The fragrance elves were busy last year, resulting in the launch of 170 women’s and 70 men’s fragrances. Long gone are the months of developing that one creative statement to become a classic. Success instead becomes a twist, a flanker or a limited edition.
Throughout the holiday season, counters were brimming over with the latest introductions based on a famous designer or personality. How many of them were actually new and exciting? In reviewing launches for 2006, there are sequels to all of the designer fragrances. The trend seemed to have been started by Escada introducing a new spring or fall launch each year. This created a problem for consumers who fell in love with a fragrance but couldn’t find it a year later. It had been discontinued to make way for the next year’s launches.
In the end, fragrance has followed fashion.

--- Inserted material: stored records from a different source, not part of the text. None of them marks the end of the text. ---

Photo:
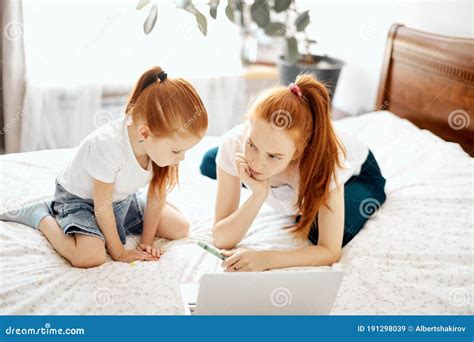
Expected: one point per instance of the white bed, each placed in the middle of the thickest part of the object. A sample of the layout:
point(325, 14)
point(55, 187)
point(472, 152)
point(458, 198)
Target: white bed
point(415, 256)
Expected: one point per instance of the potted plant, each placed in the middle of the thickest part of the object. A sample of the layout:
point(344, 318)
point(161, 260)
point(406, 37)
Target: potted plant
point(278, 19)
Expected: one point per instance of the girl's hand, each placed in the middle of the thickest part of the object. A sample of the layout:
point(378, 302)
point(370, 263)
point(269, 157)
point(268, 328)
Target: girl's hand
point(258, 187)
point(245, 260)
point(135, 255)
point(156, 252)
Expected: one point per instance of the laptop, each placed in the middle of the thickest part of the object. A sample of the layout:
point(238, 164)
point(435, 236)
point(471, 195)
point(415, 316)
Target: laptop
point(262, 293)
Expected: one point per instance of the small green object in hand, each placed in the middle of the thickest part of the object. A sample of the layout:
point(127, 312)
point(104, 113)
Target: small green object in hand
point(211, 250)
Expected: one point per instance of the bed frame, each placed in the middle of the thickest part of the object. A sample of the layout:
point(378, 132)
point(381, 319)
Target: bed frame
point(429, 80)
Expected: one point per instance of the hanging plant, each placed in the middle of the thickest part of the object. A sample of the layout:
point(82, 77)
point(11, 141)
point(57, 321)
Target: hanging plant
point(264, 13)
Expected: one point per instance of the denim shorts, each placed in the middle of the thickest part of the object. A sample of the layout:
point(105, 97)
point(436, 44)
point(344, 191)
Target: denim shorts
point(76, 215)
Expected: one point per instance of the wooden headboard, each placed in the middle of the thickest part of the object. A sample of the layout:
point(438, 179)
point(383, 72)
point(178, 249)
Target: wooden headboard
point(429, 80)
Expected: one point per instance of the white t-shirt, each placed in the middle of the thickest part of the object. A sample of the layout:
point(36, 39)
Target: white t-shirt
point(106, 155)
point(283, 198)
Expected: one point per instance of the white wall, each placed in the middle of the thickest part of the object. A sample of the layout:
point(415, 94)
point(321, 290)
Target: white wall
point(356, 31)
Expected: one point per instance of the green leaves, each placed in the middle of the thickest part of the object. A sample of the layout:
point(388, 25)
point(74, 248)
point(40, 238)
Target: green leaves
point(202, 23)
point(260, 12)
point(200, 18)
point(302, 21)
point(213, 8)
point(276, 30)
point(281, 5)
point(150, 20)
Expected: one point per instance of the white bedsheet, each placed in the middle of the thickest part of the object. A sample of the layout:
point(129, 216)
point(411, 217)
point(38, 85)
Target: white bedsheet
point(415, 256)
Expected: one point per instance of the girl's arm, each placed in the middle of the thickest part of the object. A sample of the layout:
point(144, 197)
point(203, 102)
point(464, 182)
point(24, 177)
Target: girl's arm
point(104, 215)
point(151, 219)
point(231, 222)
point(331, 231)
point(326, 252)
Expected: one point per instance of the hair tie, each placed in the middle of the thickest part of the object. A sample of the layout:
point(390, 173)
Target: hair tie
point(296, 90)
point(162, 76)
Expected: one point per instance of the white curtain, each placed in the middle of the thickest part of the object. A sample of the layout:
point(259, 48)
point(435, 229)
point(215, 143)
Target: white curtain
point(13, 71)
point(59, 117)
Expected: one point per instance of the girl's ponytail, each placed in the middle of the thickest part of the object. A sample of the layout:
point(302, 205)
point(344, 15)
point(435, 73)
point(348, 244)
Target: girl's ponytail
point(170, 107)
point(320, 155)
point(303, 110)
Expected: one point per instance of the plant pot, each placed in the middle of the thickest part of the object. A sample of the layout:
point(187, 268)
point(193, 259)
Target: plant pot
point(326, 70)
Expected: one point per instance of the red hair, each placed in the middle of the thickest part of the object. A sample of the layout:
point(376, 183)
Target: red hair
point(307, 121)
point(169, 107)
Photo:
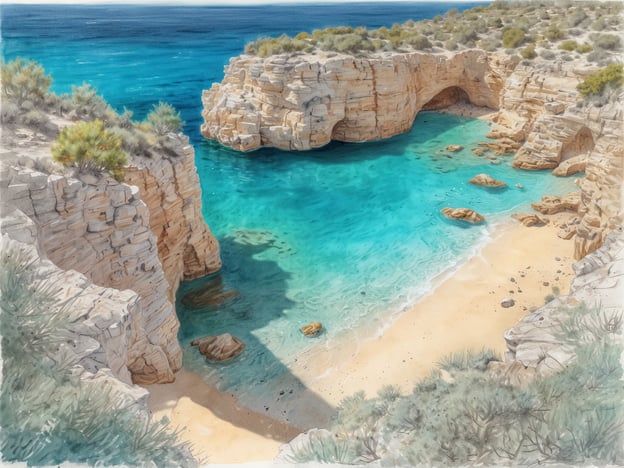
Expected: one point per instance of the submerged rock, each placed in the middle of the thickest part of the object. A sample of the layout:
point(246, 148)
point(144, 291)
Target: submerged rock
point(486, 180)
point(552, 205)
point(312, 329)
point(219, 348)
point(211, 294)
point(462, 214)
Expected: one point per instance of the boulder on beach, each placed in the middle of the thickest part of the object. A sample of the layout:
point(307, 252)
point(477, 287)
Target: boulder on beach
point(486, 180)
point(312, 329)
point(462, 214)
point(553, 204)
point(219, 348)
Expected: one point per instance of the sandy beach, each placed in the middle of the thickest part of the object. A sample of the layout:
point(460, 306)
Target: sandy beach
point(463, 311)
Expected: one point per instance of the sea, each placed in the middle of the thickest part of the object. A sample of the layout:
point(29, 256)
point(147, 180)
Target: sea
point(348, 235)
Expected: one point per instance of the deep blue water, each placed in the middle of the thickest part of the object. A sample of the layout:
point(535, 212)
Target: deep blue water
point(346, 235)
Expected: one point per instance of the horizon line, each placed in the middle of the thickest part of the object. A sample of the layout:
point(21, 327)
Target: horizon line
point(219, 2)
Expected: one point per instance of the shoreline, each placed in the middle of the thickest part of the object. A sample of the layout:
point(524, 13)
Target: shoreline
point(529, 261)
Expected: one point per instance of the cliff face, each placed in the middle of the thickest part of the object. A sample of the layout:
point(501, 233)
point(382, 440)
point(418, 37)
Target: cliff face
point(298, 102)
point(537, 342)
point(303, 101)
point(104, 230)
point(539, 111)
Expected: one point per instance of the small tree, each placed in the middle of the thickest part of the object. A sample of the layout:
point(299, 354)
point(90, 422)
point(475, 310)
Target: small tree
point(164, 119)
point(90, 147)
point(513, 37)
point(24, 81)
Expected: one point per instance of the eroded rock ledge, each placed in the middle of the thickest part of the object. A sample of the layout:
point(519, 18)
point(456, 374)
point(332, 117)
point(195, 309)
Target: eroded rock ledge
point(298, 102)
point(137, 241)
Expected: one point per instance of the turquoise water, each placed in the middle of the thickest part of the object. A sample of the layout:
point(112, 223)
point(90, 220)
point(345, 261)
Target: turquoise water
point(346, 235)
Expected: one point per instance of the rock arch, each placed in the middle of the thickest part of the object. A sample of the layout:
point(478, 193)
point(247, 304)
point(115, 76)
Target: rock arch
point(447, 97)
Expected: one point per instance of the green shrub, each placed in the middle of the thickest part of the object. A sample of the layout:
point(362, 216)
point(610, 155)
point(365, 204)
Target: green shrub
point(164, 119)
point(466, 416)
point(512, 38)
point(87, 104)
point(24, 81)
point(606, 41)
point(576, 17)
point(91, 148)
point(597, 56)
point(490, 45)
point(528, 52)
point(597, 83)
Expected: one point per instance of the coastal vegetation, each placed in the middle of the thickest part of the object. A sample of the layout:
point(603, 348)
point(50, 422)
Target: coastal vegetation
point(49, 414)
point(606, 79)
point(469, 412)
point(91, 148)
point(102, 140)
point(533, 30)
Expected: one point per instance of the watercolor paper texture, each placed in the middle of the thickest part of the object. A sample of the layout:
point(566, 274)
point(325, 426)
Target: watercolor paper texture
point(203, 240)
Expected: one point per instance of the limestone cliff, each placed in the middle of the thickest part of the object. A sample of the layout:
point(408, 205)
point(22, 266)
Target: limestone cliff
point(539, 110)
point(536, 341)
point(107, 232)
point(302, 101)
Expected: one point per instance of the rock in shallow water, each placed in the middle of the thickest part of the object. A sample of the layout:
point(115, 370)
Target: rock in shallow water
point(508, 302)
point(462, 214)
point(219, 348)
point(312, 329)
point(486, 180)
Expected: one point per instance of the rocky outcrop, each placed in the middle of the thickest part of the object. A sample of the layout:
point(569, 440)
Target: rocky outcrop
point(302, 101)
point(530, 219)
point(539, 108)
point(298, 102)
point(312, 329)
point(538, 340)
point(170, 188)
point(551, 204)
point(101, 228)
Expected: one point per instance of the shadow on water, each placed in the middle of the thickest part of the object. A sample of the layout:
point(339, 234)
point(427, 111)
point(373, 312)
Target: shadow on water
point(246, 296)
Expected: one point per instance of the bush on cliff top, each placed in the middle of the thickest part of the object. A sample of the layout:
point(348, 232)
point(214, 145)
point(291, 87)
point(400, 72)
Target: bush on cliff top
point(47, 414)
point(610, 77)
point(24, 81)
point(164, 119)
point(463, 414)
point(91, 148)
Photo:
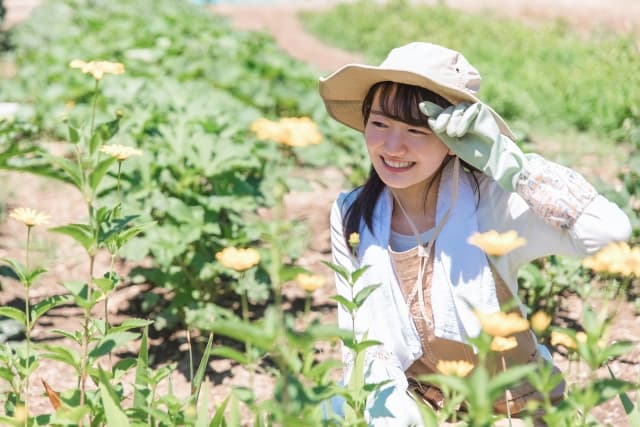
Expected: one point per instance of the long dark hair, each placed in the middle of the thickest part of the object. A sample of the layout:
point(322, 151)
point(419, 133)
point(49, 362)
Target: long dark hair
point(398, 101)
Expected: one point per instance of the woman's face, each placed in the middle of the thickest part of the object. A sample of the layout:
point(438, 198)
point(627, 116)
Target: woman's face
point(405, 156)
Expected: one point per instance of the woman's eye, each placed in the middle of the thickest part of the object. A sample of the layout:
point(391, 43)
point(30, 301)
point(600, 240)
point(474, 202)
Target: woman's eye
point(419, 132)
point(379, 124)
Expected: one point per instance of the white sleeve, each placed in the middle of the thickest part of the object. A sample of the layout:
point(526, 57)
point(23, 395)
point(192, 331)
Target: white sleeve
point(391, 405)
point(556, 210)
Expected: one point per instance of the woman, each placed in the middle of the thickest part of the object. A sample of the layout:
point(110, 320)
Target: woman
point(444, 166)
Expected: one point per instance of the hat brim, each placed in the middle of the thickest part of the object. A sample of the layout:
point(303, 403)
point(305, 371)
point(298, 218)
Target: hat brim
point(344, 90)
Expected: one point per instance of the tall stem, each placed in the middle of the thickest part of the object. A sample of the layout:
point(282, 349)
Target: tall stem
point(118, 183)
point(506, 396)
point(248, 348)
point(27, 313)
point(274, 276)
point(86, 336)
point(95, 103)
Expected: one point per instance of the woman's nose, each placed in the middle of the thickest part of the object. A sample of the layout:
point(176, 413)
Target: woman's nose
point(394, 143)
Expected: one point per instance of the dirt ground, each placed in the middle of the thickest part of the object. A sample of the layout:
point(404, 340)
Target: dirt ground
point(66, 260)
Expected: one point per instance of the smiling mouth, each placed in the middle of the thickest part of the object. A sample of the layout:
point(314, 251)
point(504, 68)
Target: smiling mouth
point(396, 164)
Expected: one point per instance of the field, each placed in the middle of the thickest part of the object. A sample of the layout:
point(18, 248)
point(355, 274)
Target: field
point(206, 181)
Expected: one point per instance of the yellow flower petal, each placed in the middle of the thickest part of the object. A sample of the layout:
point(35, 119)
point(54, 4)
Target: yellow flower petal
point(502, 344)
point(496, 244)
point(458, 368)
point(98, 68)
point(560, 338)
point(310, 282)
point(29, 217)
point(291, 131)
point(238, 259)
point(502, 324)
point(354, 240)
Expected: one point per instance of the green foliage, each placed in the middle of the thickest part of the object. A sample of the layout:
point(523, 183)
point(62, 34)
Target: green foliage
point(546, 76)
point(191, 89)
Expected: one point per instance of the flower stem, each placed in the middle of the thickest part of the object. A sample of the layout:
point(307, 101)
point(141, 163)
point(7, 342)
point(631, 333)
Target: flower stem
point(95, 103)
point(86, 337)
point(190, 358)
point(27, 313)
point(506, 396)
point(248, 348)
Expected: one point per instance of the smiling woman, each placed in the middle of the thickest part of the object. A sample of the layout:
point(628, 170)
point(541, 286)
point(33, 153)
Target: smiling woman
point(445, 167)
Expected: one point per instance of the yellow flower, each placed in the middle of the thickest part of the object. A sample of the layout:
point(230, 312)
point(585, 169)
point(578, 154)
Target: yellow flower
point(501, 344)
point(30, 217)
point(291, 131)
point(238, 259)
point(310, 282)
point(98, 68)
point(560, 338)
point(458, 368)
point(615, 258)
point(540, 321)
point(497, 244)
point(502, 324)
point(120, 152)
point(354, 240)
point(20, 414)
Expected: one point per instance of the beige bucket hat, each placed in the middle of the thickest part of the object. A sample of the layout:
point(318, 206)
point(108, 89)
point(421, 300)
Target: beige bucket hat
point(439, 69)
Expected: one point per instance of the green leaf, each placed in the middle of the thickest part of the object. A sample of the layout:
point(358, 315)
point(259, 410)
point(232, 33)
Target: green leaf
point(111, 341)
point(74, 135)
point(40, 308)
point(348, 305)
point(343, 272)
point(33, 275)
point(230, 353)
point(108, 129)
point(80, 294)
point(360, 346)
point(355, 276)
point(245, 332)
point(131, 323)
point(7, 374)
point(363, 294)
point(113, 412)
point(122, 366)
point(218, 417)
point(629, 408)
point(94, 142)
point(197, 379)
point(62, 354)
point(81, 233)
point(202, 415)
point(15, 314)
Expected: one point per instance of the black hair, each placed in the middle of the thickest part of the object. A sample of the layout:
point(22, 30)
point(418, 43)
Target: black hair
point(400, 102)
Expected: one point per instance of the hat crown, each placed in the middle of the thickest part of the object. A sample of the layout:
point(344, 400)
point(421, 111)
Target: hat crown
point(442, 65)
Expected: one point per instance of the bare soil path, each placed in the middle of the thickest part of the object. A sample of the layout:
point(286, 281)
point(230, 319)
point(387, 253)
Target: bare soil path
point(66, 261)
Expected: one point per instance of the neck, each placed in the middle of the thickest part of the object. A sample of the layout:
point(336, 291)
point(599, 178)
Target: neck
point(419, 203)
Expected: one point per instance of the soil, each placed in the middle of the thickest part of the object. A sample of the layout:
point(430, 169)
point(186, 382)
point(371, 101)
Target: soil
point(66, 261)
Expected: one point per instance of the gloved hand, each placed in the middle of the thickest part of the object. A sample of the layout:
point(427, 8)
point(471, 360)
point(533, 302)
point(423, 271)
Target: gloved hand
point(471, 132)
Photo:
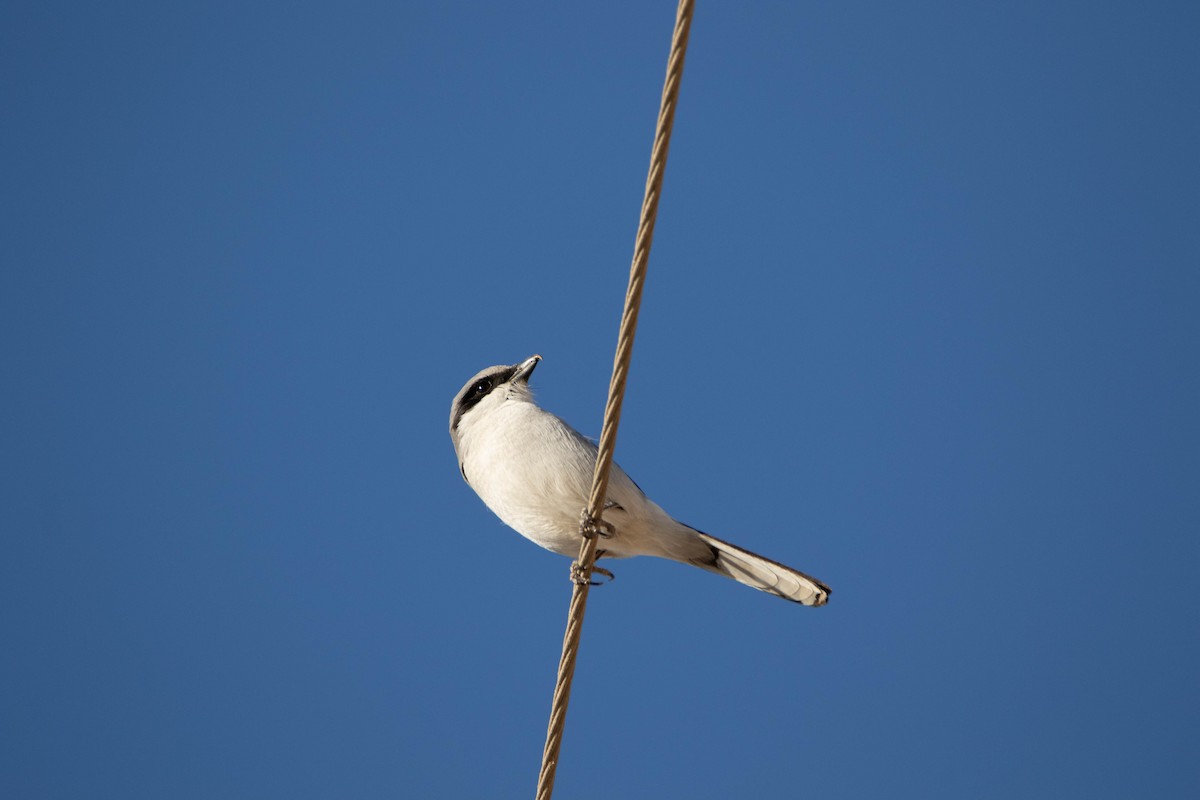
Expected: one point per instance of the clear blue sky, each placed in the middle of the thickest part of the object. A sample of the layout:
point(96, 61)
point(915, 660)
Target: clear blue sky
point(922, 319)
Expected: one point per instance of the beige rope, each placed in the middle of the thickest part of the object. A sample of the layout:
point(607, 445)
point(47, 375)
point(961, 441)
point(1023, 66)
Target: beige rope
point(592, 522)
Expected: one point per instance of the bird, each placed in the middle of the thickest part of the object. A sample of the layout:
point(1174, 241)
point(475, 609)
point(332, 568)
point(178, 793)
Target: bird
point(534, 471)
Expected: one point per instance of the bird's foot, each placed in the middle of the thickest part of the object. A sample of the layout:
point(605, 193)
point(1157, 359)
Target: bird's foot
point(592, 527)
point(581, 578)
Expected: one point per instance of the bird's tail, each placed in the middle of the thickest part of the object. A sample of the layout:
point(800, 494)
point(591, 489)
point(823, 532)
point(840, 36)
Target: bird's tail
point(761, 572)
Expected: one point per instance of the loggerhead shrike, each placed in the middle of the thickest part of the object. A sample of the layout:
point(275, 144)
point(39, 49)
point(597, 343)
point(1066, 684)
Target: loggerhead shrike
point(534, 471)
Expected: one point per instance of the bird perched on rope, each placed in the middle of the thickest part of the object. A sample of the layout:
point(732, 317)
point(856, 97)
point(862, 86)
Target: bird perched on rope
point(534, 471)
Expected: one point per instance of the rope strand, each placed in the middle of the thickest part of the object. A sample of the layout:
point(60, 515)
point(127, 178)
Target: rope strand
point(592, 523)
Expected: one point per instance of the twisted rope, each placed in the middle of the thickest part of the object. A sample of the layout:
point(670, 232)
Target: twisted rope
point(592, 524)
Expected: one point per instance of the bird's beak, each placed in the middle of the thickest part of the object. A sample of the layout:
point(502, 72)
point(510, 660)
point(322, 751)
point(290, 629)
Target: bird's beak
point(526, 368)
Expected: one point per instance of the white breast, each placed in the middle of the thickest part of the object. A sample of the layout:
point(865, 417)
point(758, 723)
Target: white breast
point(532, 470)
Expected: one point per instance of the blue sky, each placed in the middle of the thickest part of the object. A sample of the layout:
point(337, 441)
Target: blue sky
point(921, 320)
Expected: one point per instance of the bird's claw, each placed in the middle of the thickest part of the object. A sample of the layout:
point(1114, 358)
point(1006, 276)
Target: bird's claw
point(592, 527)
point(580, 578)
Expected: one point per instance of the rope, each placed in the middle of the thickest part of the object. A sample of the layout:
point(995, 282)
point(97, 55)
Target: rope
point(592, 527)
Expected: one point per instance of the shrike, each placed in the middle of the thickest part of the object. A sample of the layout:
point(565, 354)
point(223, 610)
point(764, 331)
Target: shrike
point(534, 471)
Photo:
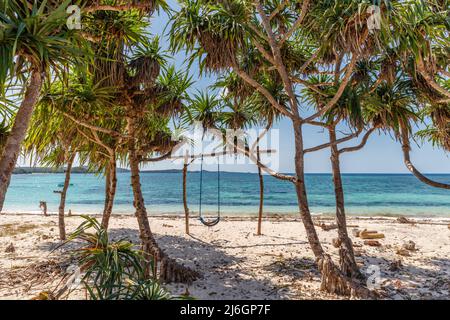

The industry works on the idea that consumers demand something new each year, something exciting, something different to keep them from becoming bored, and so must present classics in a different way. It is hard to create a new classic, so now there are sequels to the original classics. These sequels are called “flanker” fragrances and examples include Chanel Light, Coco and Coco Mademoiselle. If a name resonates with consumers at the counter, then by all means use it and give it a new defining adjective such as DKNY’s Be Delicious and Red Delicious. In other words, ride the coattails of the success of the classic.
Celebrity fragrances continue to target the mass market consumer and designers tend to launch in the prestige arena. Do we see some trends evolving, especially noticeable during the holiday buying season?
Annie Buzantian, one of Firmenich’s top perfumers and the creator of some of the most successful fragrance launches of the decade, says that this has obviously been the year of the chypre. However, the innovative twist has been with a definite gourmand note added to the chypre construction, according to Buzantian, and fragrances such as Euphoria, Lovely and Coco Mademoiselle have done extremely well utilizing this note.
“The woody category is freshened and given a twist with citrus or mandarin driven by Light Blue by Lauren. The floral category is still a mainstay being led by Pleasures and Beautiful,” she said.
The aqueous green floral category, launched with the introduction of Pleasures in 1996, still is going strong. Pleasures, relying on its strong identity at the counter, has expanded into a brand with Pleasures Exotic, Pleasures Intense and Pleasures Floral. If the consumer liked the original, why wouldn’t she try a twist?
There have been some big successes in the past few years including Thierry Mugler’s Angel. This fragrance was considered to be an unusual niche success in that it combined a heady, spicy, woody floral note with a very sweet vanilla amber oriental base. This grandfathered the vanillic orientals. Many offshoots occurred such as Jean Paul Gaultier (original), Anna Sui, Burberry Brit and Armani Mania. This category remains strong and continues to make statements with new entries such as Britney Spears’ Fantasy and Ralph Lauren Hot.
We see twists off of the Floriental, a new category which is an imbalance off of the classic citrus vanilla amber and moss accord such as Obsession Night, Angel Garden of Stars Collection and Cartier’s Delices de Cartier.
One of the most successful mass market chypre launches was Lovely, by Sarah Jessica Parker, with a captivating woody floral twist. Clement Gavarry and Lauren LeGuernec of IFF collaborated to create this very feminine, modern interpretation of the classic chypre. Lovely has sharp, fresh clarity laced with floral woods and spices and rich mosses. It has great identity and staying power. Lovely has a fragrance memorability and its sales at the counter will confirm that this Christmas.
The fragrance goes with the Lovely concept, but melds into a long-lasting sultriness. A flanker fragrance followed in a new silk media for the skin that had an entirely different musky fragrance in it, called Lovely Liquid Satin. The addition of musk notes and a silky emollient gives these fragrances a new twist.
Martha Basanta, marketing director at drom fragrances, sees the rose note reinvented for a future direction—perhaps an edible gourmand twist on the rose as exhibited in Rose Angel by Thierry Mugler, a very spicy, woody rose. Basanta also sees the iced rose, the fruity rose and the violet twisted rose for new direction.
Fashion trends, media trends, perfume trends—our fast-paced society is always demanding the new. Have we spoiled our consumers? Who makes the trends? Is it the fashion goods house, the marketer, the small independent entrepreneur? Or is it the creative perfumer at the bench of the fragrance supply house coming up with a new shift in an accord or adding a new raw material. The answer is they all are interrelated. They all feed off one another.
This fragrance mania will continue as long as marketers strive to keep their bottom lines increasing while maintaining or improving their market share. They will put the demands on the fragrance supply house and challenge them to deliver new scents.
A future column will cover how the perfumers meet these challenges and how time and energy are portioned out in the customer-supplier relationship.